Enough was enough and the knife was then stuck in – and rightly so. The playing group needed to do some soul-searching and even legends such as Gareth Ellis spoke about attitude and desire. Hull’s worst was a thousand miles from their best, with points leaked rapidly under the first glimpse of pressure and the attack lacking any clinical nature or alternative about it.
And as both the unforced error and missed tackle counts crept up, more defeats followed, then eventually, and admittedly following a more favourable run of fixtures, the wins started to come. Woop. The flaws were still there to see though as a poorly set up Hull outfit relied on Marc Sneyd’s boot or the brilliance of Jake Connor to see them through in games where they battered the opposition in everything but the scoreboard.
That was enough for some to suggest the tide had turned, but both the cup and play-off exits, not to mention the Grand Final, showed just how far away Hull are. Given how Wigan and St Helens were the ones playing catch up not so long ago, and given how much Hull spend on the salary cap, should that be accepted? Not for us, and clearly not for Adam Pearson either. He demands better, and so should we.

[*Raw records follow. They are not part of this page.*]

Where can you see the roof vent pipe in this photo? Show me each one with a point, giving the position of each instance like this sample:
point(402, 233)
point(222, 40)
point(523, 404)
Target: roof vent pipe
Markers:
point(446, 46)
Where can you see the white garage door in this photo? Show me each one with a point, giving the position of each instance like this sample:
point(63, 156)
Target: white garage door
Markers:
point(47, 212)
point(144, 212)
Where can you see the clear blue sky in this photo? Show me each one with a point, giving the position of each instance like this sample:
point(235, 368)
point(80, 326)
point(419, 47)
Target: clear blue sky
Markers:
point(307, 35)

Lee Radford’s dismissal in March changes nothing and he will always be a hero for what he achieved at Wembley alone. Andy Last’s two-decade long service to the club won’t be forgotten either, but a new direction and therefore change was needed.
Hull got that change in November announcing Brett Hodgson as the clubs new head coach. It’s certainly a fresh appointment and you can only hope the players embrace it. Hodgson certainly talks the talk and he has come across superbly since taking the gig. He knows what he wants, and he’s not afraid to upset the apple cart to get it.

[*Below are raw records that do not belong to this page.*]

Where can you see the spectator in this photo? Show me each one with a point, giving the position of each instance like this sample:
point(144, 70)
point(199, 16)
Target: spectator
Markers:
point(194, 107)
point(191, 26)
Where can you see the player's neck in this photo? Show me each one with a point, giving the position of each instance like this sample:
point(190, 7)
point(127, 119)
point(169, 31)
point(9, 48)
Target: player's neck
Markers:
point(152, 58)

The Aussie has inherited a good squad, one that just needs a bit of guidance from the blokes that tell them what to do every week. A couple of new additions won’t harm either, and his first signing in Josh Reynolds to partner Marc Sneyd is a good one, with optimism (as always) already building ahead of the March kick-off. A couple more tweaks and we might even get a little giddy.
4.. The Goat
Hull FC’s best player of 2020, Carlos Tuimavave was brilliant throughout the year sweeping up the Players, Coaches and most prestigiously (obviously) the UTC Player of the Year award. We all know the score with Tuimavave. He eats up the metres in his sleep, gets Hull on the front foot, and when he gets an opportunity to show his class, he doesn’t waste it. The top appearance maker and joint top try scorer of the year, he boasts the best pair of triceps we’ve since Popeye started binging on his spinach. An outstanding rugby league player.
4.1 Joe Cator
It wouldn’t be right not to scribble something down on Joe Cator. Not the new signing with the most fan-fare going into this year, but comfortably the best once he let his actions on the field do the talking. Brilliant year from the newest branch of baby-faced assassin. Got to kick on now.

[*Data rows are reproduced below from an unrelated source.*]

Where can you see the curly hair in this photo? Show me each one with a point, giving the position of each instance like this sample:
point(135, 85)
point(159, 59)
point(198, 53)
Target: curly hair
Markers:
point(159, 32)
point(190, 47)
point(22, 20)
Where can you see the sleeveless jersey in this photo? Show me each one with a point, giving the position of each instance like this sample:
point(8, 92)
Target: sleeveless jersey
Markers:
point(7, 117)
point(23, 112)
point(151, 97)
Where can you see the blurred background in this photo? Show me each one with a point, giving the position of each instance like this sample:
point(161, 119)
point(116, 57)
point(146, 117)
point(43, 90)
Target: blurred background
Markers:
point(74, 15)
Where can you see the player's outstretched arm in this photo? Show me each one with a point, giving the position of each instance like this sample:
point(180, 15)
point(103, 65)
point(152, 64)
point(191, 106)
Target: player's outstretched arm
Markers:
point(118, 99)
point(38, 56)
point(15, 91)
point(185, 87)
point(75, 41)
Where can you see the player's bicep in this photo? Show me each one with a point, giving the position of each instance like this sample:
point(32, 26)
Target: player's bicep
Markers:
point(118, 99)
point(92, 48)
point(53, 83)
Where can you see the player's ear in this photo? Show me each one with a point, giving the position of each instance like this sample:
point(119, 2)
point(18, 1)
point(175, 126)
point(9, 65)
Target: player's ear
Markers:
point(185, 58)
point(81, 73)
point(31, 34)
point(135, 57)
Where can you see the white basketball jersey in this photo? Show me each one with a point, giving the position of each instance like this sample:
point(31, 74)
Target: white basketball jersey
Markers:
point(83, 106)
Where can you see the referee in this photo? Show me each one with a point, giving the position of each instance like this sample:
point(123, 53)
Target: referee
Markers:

5.. In Any Kind of Weather
Never have those words been so just. Fans have been kept out of grounds since March, yet its fans who continue to be the backbone of all Super League clubs snapping up memberships and merchandise. When we’ll be allowed back in only God knows, but ask yourself this, how long can clubs seriously go on like this? How long can society go on like this?
A second lockdown and now a tier system that borders on the insane is messing with both people’s livelihoods and mental health. It’s a dangerous time, not just because of a virus, but for thousands and thousands of jobs and businesses, many of which are fans of Hull and rugby league. This year has been an absolute shit show; it’s tough out there right now and we’ve felt it as much as anyone, but we’ll get through it together as we always do. In Any Kind of Weather.